TA - PE.2006.0455 - 2006-12-29 - X/Service de la population (SPOP)

29 décembre 2006Français10 min

Source vd.ch

Faits

Vu les faits suivants

A.

Par décision du 2 septembre 1999, l'Office fédéral des

réfugiés a rejeté la demande d'asile formée par A. X.________, née le 2********,

ressortissant albanais.

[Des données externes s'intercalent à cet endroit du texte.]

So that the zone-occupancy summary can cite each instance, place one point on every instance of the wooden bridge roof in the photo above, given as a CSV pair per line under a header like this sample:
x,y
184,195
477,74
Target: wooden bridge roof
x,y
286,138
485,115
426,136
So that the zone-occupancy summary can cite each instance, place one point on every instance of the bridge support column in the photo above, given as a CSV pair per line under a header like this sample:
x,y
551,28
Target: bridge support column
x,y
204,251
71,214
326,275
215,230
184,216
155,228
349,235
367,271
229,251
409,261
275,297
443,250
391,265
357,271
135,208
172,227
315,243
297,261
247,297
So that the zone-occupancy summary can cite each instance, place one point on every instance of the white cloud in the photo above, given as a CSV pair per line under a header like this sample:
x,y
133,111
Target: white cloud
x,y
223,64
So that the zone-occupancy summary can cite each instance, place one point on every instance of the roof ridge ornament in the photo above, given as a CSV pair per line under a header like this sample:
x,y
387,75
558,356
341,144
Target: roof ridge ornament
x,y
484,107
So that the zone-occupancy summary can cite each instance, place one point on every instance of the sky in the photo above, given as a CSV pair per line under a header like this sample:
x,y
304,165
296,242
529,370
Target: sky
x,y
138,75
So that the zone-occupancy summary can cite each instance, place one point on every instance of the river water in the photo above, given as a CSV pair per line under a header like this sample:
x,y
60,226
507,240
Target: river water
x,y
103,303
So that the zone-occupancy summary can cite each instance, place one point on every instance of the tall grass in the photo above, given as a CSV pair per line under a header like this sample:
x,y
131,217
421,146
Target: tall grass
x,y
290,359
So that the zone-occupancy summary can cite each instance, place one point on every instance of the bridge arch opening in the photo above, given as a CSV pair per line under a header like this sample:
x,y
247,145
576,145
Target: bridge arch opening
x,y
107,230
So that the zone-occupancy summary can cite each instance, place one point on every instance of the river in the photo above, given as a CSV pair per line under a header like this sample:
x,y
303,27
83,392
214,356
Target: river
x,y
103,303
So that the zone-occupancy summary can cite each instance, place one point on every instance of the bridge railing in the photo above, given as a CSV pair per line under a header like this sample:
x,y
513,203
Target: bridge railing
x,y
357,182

Son rapatriement au Kosovo a été effectué le samedi 20

mai 2000 de Genève à Pristina.

B.

A la suite de son mariage avec B. Y.________ le 5

septembre 2000 en Yougoslavie, A. X.________ a obtenu l'autorisation de séjour

pour regroupement familial et il est entré en Suisse le 4 janvier 2001.

C.

A la requête du SPOP, la Police municipale de 3******** a

fourni le rapport de renseignements suivants :

"Depuis le 1er

août 2002, le couple vit séparément, suite à une demande émise par la personne

qui nous occupe. Aucune mesure protectrice de l'union conjugale n'a été

prononcée et aucune pension alimentaire n'a été fixée. Mme X.________ est mère

de deux enfants, issus d'un premier mariage.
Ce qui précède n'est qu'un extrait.